3) Numerous factors likely influenced GTP's decision to try to restructure and fix Fun Foods. The most important factor, obviously, must have been that GTP's Board believed the division could, in fact, be fixed. To arrive at this conclusion, GTP's Board would have had to look at: sales figures (pre- and post-acquisition); costs, and whether they were in line with production and sales; any clear management problems that perhaps were impairing the division's performance; sales and marketing efforts, and whether key markets were being pursued correctly; any problems with the product itself or how the product was getting to market; and what the impairment to the company's reputation would be if the division was closed.
The two main benefits that would have followed closing the division pertain to costs and opportunity costs. The cost benefit would have been that GTP could have quickly stopped the financial pain being caused by the Fun Foods division. The other benefit would have been that GTP could have spent its management talents and energies on improving other areas of GTP's core business. Obviously, turning around a division takes a great deal of time and effort.
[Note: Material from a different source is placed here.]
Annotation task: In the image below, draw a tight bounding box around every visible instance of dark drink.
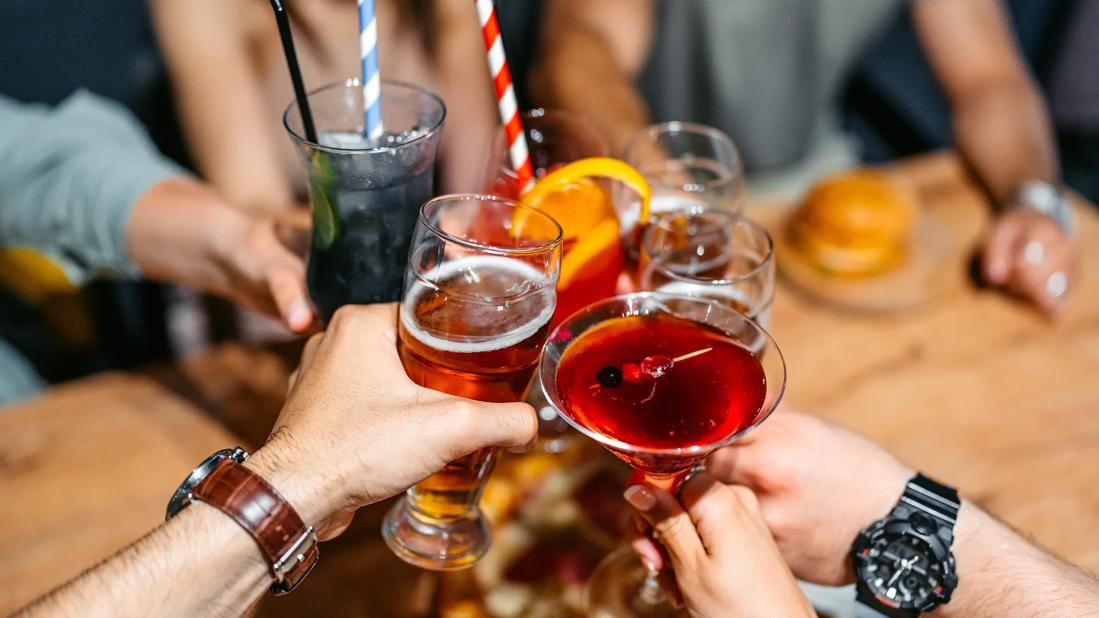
[308,149,434,320]
[285,81,445,321]
[397,256,554,520]
[557,314,767,468]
4) Reassigning employees would take close communication with division heads and human resources personnel. There are some obvious reasons for this. First, we need to keep division heads in the loop because they know best what their current personnel needs are, and what types of qualifications and strengths they are seeking. They also would be aware of issues like people in their division resigning, retiring or being promoted, which would create open positions. Naturally, human resources should be aware of these things as well. Human resources also can serve as a liaison among several divisions, knowing whether a position was opening in Chicago, Atlanta, Paris or Tokyo. Human resources also would make sure that issues involving a transfer from one division to another - such as any salary, benefits or relocation issues that may arise - are handled in an orderly and professional manner.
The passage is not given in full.